Dr. Luke blamed himself for not having thought to examine the boy a day earlier. If she had treated the boy for influenza, she could have saved him.
But the warning she raised and the resulting emergency actions demonstrate the strength of Cambodia's disease tracking system and its importance to the global biosurveillance system.
It is the result of many years of international and local investment, training and public education. This shows that frontline work in low-income countries is becoming increasingly important to global systems for detecting zoonotic diseases – pathogens that jump between animals and humans, like COVID-19. The goal is to identify and contain them, buy time to produce enough vaccines or drugs to treat them, or embark on a frantic mission to develop new ones.
a growing threat
H5N1 is one of many viruses that cause influenza in birds. Since its emergence in Hong Kong in 1996, it has evolved into a version that causes outbreaks in wild and farmed birds and occasionally spreads to humans.
In 2020, a particularly virulent new virus caught the attention of scientists as it spread along migratory routes into parts of Africa, Asia and Europe.

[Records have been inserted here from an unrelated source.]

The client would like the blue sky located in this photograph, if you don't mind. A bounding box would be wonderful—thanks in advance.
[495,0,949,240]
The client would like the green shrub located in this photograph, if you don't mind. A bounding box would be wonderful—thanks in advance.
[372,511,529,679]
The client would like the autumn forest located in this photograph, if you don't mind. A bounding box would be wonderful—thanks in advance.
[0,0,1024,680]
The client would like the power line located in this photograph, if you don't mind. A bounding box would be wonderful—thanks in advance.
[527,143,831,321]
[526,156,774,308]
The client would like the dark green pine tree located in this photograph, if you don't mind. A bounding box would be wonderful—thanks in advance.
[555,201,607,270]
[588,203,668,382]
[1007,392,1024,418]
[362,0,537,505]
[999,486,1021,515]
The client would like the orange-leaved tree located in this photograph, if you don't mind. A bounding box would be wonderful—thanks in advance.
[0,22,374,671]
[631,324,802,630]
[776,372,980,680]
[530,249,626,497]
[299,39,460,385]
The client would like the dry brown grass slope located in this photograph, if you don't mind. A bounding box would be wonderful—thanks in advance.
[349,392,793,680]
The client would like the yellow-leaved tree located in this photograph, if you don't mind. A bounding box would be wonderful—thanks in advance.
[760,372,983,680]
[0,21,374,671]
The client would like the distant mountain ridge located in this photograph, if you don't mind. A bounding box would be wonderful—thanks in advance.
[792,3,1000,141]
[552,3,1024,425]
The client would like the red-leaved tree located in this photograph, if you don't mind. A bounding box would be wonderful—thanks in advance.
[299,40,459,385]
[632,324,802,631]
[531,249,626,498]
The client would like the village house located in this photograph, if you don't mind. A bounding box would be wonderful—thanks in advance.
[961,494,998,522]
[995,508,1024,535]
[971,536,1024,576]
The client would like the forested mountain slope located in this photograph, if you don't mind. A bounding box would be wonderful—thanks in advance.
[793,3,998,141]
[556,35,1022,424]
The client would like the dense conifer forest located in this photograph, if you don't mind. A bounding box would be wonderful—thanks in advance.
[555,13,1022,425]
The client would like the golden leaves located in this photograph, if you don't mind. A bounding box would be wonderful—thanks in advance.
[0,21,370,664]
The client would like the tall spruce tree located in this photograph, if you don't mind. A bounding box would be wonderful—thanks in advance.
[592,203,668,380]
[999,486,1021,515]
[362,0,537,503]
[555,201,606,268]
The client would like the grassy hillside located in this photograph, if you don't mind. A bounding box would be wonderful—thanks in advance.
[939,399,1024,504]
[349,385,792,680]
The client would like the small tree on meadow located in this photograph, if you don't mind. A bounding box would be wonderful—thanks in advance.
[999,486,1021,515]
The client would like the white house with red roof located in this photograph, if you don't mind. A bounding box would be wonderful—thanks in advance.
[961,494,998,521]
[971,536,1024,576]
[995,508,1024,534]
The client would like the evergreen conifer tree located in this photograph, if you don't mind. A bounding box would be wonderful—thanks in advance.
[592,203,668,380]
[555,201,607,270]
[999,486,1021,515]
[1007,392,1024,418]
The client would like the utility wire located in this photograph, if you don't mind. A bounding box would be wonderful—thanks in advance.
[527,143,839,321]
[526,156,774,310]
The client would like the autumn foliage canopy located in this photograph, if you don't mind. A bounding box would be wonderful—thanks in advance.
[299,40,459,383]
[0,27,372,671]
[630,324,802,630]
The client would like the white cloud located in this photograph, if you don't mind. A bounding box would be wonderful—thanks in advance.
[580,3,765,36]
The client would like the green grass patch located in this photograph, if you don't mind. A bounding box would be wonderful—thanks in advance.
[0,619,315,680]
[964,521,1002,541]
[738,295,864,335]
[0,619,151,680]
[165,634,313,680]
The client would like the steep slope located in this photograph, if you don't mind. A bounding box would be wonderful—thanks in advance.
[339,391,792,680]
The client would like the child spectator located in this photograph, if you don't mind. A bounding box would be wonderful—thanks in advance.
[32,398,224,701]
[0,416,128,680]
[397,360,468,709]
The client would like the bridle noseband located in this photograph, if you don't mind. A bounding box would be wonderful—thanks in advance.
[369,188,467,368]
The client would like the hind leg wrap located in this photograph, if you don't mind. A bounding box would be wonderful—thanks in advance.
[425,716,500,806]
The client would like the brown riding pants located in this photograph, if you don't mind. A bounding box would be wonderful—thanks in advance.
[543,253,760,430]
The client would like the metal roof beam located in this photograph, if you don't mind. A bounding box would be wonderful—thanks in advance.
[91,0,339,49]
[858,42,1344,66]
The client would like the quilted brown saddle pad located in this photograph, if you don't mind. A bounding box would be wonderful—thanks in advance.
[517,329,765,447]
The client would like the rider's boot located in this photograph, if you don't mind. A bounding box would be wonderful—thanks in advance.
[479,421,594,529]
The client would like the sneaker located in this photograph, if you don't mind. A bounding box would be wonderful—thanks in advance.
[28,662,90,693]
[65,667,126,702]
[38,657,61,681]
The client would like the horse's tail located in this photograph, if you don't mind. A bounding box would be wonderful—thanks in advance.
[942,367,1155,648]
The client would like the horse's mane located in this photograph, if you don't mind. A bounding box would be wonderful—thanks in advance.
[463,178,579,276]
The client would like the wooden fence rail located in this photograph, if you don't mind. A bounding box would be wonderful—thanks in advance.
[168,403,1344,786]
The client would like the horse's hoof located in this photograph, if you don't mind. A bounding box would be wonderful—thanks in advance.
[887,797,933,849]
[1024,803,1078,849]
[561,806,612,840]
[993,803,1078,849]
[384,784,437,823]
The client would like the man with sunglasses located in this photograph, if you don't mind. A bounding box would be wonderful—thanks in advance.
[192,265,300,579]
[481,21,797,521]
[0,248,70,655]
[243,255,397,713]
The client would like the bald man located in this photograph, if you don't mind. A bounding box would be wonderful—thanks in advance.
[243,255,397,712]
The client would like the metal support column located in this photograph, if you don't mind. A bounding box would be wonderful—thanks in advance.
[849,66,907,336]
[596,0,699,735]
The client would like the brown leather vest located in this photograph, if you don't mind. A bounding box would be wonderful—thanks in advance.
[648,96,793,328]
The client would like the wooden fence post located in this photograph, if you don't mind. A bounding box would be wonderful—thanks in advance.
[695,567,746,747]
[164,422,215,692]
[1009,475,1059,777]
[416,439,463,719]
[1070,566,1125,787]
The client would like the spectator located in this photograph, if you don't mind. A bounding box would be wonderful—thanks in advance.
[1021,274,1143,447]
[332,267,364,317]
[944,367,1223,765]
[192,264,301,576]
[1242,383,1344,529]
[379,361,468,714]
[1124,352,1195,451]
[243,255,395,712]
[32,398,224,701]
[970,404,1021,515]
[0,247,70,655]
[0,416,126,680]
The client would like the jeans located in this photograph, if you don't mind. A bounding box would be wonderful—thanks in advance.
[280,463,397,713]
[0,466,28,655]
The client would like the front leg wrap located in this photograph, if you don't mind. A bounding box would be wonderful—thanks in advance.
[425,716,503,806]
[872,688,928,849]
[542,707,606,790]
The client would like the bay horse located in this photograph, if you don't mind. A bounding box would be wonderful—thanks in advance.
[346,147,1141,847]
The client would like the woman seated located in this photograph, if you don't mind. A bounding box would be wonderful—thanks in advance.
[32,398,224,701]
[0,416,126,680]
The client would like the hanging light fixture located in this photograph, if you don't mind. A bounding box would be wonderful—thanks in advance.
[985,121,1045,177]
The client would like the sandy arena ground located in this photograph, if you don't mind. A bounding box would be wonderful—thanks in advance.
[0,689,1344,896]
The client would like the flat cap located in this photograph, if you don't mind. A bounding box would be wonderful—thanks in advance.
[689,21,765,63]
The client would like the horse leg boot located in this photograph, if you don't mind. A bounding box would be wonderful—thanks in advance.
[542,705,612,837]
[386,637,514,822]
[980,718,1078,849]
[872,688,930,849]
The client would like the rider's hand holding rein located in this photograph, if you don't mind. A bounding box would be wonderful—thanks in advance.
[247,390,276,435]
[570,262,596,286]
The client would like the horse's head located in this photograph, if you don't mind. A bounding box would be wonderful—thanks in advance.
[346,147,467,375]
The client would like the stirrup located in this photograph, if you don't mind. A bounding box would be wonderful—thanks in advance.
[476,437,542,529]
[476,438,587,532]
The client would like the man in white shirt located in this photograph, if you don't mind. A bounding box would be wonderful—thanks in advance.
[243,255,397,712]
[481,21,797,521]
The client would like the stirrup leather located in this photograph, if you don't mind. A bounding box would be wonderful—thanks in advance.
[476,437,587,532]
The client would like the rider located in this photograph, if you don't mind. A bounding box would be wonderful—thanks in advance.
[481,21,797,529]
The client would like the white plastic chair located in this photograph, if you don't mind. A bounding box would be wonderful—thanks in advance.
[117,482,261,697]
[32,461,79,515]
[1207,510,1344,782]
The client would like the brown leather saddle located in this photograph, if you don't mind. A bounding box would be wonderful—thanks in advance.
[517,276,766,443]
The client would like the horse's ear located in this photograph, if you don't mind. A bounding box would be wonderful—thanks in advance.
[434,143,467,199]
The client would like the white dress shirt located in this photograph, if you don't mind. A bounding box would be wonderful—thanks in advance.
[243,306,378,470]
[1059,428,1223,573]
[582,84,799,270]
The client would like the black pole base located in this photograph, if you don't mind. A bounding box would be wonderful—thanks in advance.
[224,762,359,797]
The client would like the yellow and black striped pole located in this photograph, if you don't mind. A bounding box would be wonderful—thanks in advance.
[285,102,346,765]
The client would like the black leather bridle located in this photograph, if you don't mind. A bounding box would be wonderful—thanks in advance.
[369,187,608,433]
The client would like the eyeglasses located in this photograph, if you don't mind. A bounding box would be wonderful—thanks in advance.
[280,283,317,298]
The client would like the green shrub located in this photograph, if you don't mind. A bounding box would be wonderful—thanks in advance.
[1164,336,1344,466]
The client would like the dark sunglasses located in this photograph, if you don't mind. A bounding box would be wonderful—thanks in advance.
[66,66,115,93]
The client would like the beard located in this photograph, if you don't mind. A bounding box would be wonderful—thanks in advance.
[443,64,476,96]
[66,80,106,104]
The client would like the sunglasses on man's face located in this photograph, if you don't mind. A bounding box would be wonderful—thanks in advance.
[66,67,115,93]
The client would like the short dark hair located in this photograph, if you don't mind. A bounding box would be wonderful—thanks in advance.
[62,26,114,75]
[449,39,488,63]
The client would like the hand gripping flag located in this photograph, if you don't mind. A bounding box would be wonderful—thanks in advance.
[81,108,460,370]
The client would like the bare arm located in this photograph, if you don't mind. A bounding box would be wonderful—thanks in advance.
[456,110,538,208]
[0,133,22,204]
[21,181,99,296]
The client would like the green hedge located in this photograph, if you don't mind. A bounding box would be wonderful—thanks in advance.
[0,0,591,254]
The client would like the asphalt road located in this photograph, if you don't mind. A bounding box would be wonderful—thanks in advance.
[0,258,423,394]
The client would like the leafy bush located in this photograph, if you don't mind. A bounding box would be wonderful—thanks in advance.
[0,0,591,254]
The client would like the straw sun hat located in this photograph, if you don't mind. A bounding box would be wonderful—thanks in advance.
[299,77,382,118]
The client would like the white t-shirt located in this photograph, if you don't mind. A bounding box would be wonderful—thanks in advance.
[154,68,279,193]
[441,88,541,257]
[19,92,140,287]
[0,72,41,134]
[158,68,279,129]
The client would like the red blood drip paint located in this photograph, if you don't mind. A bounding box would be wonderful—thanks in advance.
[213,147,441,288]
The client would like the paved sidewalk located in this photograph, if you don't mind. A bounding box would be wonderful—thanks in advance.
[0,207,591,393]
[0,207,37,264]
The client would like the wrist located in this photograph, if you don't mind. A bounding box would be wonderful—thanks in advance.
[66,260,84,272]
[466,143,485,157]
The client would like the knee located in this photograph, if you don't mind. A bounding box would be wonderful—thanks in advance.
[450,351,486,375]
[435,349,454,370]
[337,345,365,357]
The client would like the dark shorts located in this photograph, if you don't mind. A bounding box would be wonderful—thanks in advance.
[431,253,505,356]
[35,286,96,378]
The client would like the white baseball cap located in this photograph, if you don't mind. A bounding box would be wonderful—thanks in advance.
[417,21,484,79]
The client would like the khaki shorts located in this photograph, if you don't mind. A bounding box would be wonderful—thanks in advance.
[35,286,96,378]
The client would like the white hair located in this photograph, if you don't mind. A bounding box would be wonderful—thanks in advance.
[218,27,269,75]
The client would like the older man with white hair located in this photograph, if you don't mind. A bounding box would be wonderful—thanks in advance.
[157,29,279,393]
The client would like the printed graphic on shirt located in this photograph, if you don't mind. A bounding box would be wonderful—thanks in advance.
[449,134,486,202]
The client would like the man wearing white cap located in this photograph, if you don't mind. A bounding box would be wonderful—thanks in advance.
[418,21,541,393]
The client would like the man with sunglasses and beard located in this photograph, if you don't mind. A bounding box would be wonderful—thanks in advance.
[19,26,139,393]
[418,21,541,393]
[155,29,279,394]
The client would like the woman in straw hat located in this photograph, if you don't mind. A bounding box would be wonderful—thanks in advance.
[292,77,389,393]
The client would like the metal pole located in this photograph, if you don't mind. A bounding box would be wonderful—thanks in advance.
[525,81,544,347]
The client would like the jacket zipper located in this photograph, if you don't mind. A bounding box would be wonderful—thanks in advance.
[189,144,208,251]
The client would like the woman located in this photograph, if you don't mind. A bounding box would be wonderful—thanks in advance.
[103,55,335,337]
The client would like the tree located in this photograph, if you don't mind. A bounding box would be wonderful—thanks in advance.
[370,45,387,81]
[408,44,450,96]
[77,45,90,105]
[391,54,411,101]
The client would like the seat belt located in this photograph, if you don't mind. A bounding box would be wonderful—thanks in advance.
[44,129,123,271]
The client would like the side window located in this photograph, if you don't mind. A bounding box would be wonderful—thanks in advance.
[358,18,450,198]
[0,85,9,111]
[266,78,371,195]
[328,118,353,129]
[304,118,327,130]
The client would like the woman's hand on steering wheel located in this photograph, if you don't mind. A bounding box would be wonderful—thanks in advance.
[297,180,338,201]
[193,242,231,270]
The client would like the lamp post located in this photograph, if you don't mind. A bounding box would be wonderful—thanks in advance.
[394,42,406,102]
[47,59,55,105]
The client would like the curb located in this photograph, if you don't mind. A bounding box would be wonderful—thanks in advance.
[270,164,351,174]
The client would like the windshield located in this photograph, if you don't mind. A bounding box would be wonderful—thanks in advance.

By 2022, the virus had reached North and South America and was killing wild and domestic animals, including livestock and marine mammals.
So scientists were alarmed when they reported two people infected with H5N1 in Cambodia in February 2023. Was this a new version of the virus returning to Asia and killing people? Scientists have discovered that the virus has been present in birds throughout that time, but there have been no such human cases in the country for nearly a decade.
Genetic analysis revealed that the virus infecting Cambodians was a familiar subtype and not one from the Americas. Nonetheless, last year Cambodia reported 11 people infected with bird flu, five of whom died. This is more than anywhere else in the world.
Global anxiety over H5N1 has heightened in recent weeks. The virus was discovered in goats and dairy cows in the United States, and then in Texas farm workers who became ill.
As viruses move between species, scientists fear they could evolve and easily spread not only from birds to mammals, but also from person to person.